Python 3.8: Walrus Operator := Controversy

python dev

Python 3.8 introduces the walrus operator (:=). It’s officially called “assignment expressions.” The debates were so heated that Guido van Rossum stepped down as BDFL.

Was it worth the drama?

What is the Walrus Operator?

It assigns a value to a variable as part of an expression:

# Before: Assign then use
data = get_data()
if data:
    process(data)

# After: Assign within expression
if (data := get_data()):
    process(data)

The variable data is assigned AND used in the same line.

Why “Walrus”?

:= looks like a walrus on its side. Eyes and tusks.

Practical Use Cases

While Loops

# Before
line = f.readline()
while line:
    process(line)
    line = f.readline()

# After
while (line := f.readline()):
    process(line)

No more duplicated readline.

List Comprehensions with Side Effects

# Before: Call expensive function twice or use temporary list
results = []
for x in data:
    y = expensive_computation(x)
    if y > threshold:
        results.append(y)

# After
results = [y for x in data if (y := expensive_computation(x)) > threshold]

Compute once, filter and use.

Regex Matching

# Before
match = pattern.match(line)
if match:
    print(match.group(1))

# After
if (match := pattern.match(line)):
    print(match.group(1))

Simplifying Conditionals

# Before
results = do_query()
if len(results) > 10:
    print(f"Found {len(results)} results")

# After
if (n := len(results := do_query())) > 10:
    print(f"Found {n} results")

Though this might be too clever.

The Controversy

Why People Objected

  1. Readability: Python values explicitness. := is subtle.
  2. Abuse potential: Encourages clever one-liners
  3. Inconsistency: Different from regular assignment
  4. Debugging: Order of operations can be confusing

Why Guido Stepped Down

The PEP 572 debates were intense. Guido approved the PEP and faced significant pushback.

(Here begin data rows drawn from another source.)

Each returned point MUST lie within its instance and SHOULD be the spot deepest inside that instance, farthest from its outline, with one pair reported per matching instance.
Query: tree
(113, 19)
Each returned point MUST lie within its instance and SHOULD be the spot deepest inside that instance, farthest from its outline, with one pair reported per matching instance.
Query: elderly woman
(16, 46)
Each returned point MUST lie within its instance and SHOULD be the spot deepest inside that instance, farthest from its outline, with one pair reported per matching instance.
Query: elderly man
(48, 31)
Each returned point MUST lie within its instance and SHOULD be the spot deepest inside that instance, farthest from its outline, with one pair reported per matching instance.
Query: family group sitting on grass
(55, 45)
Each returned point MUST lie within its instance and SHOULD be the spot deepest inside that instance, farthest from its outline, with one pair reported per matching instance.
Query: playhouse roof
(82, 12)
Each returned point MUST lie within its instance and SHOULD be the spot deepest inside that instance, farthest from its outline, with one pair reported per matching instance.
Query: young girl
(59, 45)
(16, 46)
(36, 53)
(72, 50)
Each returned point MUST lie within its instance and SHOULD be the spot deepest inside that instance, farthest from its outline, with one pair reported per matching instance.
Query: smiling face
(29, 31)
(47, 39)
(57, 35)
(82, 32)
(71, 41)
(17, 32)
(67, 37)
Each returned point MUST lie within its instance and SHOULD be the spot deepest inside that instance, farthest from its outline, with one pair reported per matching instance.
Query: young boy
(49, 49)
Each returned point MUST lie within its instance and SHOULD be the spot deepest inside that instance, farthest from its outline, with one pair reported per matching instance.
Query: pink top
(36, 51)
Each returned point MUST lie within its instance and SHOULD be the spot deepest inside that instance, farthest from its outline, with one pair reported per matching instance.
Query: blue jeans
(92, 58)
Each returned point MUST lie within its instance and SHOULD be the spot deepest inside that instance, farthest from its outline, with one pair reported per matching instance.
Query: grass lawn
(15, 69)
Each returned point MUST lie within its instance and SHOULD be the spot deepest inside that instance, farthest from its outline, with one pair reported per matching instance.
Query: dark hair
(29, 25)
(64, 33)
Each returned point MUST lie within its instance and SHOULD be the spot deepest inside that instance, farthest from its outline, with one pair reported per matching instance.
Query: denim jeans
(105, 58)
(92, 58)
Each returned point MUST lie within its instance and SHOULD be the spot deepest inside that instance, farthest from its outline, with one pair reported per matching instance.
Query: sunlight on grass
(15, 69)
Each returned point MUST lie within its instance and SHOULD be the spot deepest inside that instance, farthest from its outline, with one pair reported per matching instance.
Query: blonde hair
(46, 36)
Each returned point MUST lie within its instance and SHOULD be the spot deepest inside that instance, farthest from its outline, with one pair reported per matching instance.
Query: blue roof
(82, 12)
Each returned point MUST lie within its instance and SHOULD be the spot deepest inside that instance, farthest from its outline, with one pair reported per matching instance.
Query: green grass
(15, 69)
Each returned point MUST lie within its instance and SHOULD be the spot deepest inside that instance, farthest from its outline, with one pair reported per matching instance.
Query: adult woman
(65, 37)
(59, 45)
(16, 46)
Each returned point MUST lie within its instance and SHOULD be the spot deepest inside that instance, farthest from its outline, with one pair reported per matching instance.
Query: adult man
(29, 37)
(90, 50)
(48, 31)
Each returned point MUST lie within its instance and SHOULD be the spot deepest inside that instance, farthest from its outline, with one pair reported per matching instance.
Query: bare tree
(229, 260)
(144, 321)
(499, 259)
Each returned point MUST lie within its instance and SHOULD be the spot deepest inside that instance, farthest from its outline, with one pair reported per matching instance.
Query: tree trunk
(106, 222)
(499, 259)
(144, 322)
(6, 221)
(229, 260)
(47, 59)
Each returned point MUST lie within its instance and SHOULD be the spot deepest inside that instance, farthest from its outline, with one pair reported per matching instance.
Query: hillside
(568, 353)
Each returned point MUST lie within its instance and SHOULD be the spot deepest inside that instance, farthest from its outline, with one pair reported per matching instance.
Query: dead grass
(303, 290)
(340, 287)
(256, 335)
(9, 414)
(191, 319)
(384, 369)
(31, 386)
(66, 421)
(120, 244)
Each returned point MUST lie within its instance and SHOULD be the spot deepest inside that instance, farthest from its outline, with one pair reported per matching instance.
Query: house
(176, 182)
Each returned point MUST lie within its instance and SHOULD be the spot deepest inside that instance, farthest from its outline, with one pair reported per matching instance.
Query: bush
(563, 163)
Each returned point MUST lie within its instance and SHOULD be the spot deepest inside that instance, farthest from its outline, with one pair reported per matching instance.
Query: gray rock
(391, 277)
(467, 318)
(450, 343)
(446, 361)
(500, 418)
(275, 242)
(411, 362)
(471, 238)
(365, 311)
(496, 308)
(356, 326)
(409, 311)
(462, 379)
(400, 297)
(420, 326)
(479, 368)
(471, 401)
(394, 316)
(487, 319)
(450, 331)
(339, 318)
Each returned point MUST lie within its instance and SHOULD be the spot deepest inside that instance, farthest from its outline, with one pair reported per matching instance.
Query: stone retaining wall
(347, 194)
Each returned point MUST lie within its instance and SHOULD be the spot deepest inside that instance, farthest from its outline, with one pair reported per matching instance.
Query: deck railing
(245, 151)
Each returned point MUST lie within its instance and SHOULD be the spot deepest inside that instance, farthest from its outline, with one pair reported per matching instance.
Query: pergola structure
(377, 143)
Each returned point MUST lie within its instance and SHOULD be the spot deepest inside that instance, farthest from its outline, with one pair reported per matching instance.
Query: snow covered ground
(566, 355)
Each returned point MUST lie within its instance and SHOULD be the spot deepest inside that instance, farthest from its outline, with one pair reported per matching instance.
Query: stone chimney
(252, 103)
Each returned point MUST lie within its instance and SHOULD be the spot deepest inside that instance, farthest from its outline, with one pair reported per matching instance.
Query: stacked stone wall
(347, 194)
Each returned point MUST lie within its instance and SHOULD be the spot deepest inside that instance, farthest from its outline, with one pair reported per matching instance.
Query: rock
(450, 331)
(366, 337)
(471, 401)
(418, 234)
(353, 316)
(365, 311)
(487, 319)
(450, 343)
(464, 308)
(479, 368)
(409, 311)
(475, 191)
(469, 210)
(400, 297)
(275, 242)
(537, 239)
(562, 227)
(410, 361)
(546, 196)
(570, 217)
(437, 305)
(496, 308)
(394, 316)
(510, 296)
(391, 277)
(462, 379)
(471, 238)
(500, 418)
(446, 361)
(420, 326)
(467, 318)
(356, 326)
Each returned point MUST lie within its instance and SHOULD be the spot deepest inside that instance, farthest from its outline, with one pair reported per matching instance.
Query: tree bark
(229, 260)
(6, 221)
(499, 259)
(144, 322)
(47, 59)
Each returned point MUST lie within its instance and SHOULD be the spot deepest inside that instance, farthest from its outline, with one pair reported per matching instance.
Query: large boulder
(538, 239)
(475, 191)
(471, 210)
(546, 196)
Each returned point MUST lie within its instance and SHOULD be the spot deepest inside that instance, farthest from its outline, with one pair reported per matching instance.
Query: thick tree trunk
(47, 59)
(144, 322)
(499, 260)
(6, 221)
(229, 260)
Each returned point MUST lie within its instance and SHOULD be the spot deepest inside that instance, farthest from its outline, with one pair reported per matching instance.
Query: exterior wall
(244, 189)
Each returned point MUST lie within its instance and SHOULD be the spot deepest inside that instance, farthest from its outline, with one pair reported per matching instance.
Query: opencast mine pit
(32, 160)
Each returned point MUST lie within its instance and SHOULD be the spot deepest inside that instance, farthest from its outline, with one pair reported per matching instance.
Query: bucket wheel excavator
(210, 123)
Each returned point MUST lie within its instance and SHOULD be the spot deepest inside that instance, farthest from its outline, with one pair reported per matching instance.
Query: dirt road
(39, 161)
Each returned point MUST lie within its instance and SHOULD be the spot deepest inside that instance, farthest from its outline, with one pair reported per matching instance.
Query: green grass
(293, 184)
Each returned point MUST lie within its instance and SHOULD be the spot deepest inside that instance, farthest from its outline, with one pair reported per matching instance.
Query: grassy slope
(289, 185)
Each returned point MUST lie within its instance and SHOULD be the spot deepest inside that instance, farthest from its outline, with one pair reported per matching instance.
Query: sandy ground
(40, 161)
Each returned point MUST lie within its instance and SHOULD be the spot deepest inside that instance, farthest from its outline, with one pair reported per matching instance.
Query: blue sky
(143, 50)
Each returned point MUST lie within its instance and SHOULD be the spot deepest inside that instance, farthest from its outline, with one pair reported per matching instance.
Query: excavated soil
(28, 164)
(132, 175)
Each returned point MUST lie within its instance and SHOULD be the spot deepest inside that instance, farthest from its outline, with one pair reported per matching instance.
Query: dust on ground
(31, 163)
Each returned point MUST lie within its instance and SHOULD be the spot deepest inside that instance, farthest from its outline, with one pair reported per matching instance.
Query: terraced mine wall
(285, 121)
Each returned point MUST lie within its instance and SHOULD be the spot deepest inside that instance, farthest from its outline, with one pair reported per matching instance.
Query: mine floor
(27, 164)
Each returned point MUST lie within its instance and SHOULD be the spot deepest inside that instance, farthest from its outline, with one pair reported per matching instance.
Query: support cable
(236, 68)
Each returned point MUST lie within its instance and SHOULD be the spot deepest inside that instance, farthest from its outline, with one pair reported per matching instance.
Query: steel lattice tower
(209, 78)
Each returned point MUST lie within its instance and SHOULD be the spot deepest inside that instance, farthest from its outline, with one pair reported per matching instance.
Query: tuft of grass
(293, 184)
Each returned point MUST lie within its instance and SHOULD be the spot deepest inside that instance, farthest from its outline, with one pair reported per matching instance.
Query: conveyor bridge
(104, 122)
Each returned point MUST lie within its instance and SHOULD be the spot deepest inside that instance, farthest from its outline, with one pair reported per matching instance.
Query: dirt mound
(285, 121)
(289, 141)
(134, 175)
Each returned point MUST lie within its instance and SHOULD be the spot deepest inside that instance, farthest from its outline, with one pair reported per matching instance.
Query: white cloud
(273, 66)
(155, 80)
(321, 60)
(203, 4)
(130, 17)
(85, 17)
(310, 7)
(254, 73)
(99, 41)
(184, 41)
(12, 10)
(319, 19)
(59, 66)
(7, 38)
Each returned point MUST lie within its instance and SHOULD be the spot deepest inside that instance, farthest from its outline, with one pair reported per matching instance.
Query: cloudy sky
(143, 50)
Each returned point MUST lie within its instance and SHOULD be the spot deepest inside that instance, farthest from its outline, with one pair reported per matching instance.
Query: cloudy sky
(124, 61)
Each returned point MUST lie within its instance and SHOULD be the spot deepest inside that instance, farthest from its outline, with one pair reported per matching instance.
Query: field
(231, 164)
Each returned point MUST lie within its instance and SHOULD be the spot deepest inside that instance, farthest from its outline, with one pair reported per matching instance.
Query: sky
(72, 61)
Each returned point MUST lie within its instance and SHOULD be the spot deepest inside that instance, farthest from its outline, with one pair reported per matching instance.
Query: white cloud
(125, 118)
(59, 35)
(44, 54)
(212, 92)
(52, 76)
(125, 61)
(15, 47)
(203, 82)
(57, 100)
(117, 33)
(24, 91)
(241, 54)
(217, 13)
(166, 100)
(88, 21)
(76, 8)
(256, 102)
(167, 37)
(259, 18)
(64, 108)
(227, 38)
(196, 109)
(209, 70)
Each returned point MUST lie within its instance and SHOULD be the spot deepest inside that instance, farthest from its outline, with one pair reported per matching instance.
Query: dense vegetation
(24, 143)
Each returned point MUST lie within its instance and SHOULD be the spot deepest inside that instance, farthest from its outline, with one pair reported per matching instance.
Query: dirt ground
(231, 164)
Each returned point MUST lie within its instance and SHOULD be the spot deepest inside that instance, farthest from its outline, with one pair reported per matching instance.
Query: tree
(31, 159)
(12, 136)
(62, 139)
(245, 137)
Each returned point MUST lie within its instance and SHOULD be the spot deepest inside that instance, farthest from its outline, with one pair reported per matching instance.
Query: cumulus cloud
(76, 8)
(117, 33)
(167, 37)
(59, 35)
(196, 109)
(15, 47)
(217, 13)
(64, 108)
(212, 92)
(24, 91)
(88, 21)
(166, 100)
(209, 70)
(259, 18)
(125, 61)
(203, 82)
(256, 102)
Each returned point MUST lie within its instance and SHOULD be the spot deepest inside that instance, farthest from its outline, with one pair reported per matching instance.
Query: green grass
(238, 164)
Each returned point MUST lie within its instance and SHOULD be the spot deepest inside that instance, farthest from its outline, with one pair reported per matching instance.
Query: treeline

He wrote:

“I’m tired, and need a break.”

He stepped down as BDFL (Benevolent Dictator For Life) after three decades.

Python now uses a Steering Council for governance.

Style Guidelines

Do Use When

Avoiding repeated expensive calls:

if (match := pattern.search(data)) is not None:
    return match.group(0)

Reducing loop setup:

while (block := file.read(256)):
    process(block)

Capturing intermediate values:

filtered = [y for x in data if (y := transform(x)) is not None]

Don’t Use When

It harms readability:

# Too clever
if (n := len(a := get_list())) > (m := len(b := get_other())):
    ...

The normal form is clearer:

# Just use this
data = get_data()
if data:
    process(data)

In simple statements:

# Pointless
(x := 10)  # Just write: x = 10

PEP 572 Restrictions

The walrus operator has limitations:

# Can't use at top level (use = instead)
(x := 10)  # Requires parentheses

# Can't use in comprehension iteration target
[x := i for i in range(10)]  # SyntaxError

# Can't use in f-string expressions without parentheses
f"{x:=10}"  # This is formatting, not walrus
f"{(x := 10)}"  # This works

Migration

Python 3.8+ only. Check:

import sys
if sys.version_info >= (3, 8):
    # Can use walrus

Or just set minimum Python version in your project.

Other Python 3.8 Features

Don’t miss these:

Positional-Only Parameters

def greet(name, /, greeting="Hello"):
    return f"{greeting}, {name}"

greet("Alice")  # OK
greet(name="Alice")  # TypeError

f-string = for debugging

x = 10
print(f"{x=}")  # Output: x=10

typing.Final

from typing import Final

MAX_SIZE: Final = 100

Should You Use It?

Yes, sparingly.

The walrus operator is a tool. Like all tools, it can be misused. Good candidates:

Bad candidates:

Final Thoughts

The walrus operator is a modest addition that caused immodest drama. It fills a real gap but isn’t revolutionary.

Use it where it genuinely simplifies code. Avoid it when you’re showing off. Python’s readability culture remains more important than any single operator.


Simple is better than complex. Unless you need a walrus.